I don’t know where September went. I did have a high school reunion in Tennessee, and my daughter added another granddaughter to our family, but that accounts for only a couple weeks. And I had to edit a short story “The Mountain Top” that will be included in an anthology from Wildside Press but don’t expect to see it soon. Publishing is a very slow business. I also had a longer story accepted in “History and Mystery, Oh My”, but again, don’t expect to see that for awhile either. I will announce when they are available.
On August 17, I was a guest of my friends Ruby and Wade at the Nanney reunion held at Round Hill Baptist Church in Union Mills, NC. My second year to be included. There was a large turnout, and I met several “new” Nanneys, one of whom is an elegant octogenarian who has been compiling information on her family for years. She invited me to her home.
I am still reading and sorting through the records that she has graciously made available to me, and I will share them here when I can get a handle on them. I would like to present some of these family stories in an entertaining but accurate forum. And I continue to be puzzled to explain why I have such a heart for the Nanney family. They certainly don’t need my help as a historian. They have several in their own ranks.
Nevertheless, I will persevere in presenting their connection to the settling of McDowell County in western North Carolina. Many of this extended family are in Virginia, Tennessee, Mississippi, and Texas, and their history parallels experiences all over the country. I am concentrating on those in this area whose backgrounds weave together to define our community.
I can already see the trail from our blogging origin in Brackett Town going west and east at the same time, spreading from Montford Cove to Dysartsville, land that is mostly undeveloped according to city folk standards. I like it here.
Last weekend, the Dysartsville community club had a fundraiser because we need a new air conditioner to replace one that was stolen. However the temps are in the 60’s so we don’t need it on Wednesday, October 1, when the club will host the reenactors of the brutal journey taken by Patriots in 1780. At this location the Overmountain men rested for a couple days before riding hard to counter the Royalist threat on their homes. They caught them on Kings Mountain. Thomas Jefferson suggested this was the turning point in the Revolutionary War. (See Chap 5 of the Nanney Saga: Overmountain Men)

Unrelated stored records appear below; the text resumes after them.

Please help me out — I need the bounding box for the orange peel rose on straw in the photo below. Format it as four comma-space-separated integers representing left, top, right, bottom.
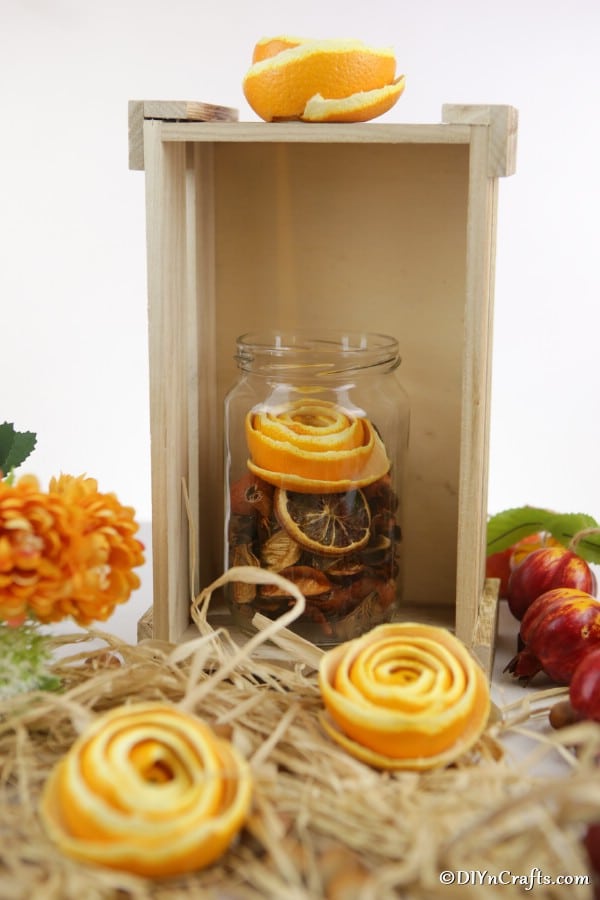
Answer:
40, 703, 253, 878
318, 623, 491, 770
245, 398, 390, 493
243, 36, 406, 123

There will be a play debut of “Liberty Hill,” written by one of my favorite novelists, Robert Inman, performed at the Joy Performance Center in Kings Mountain, SC, on Saturday and Sunday, October 4 and 5. Visitors can also take advantage of the video and museum at Kings Mountain National Military Park. And walk the 1-1/2 mile Battlefield trail that takes visitors along the Patriot position from which they launched an attack on the ridge.
There is always lots to do. I understand we only get one day at a time, so I intend to enjoy mine. And yes, that includes reading the history of the Nanneys. Why? I don’t know.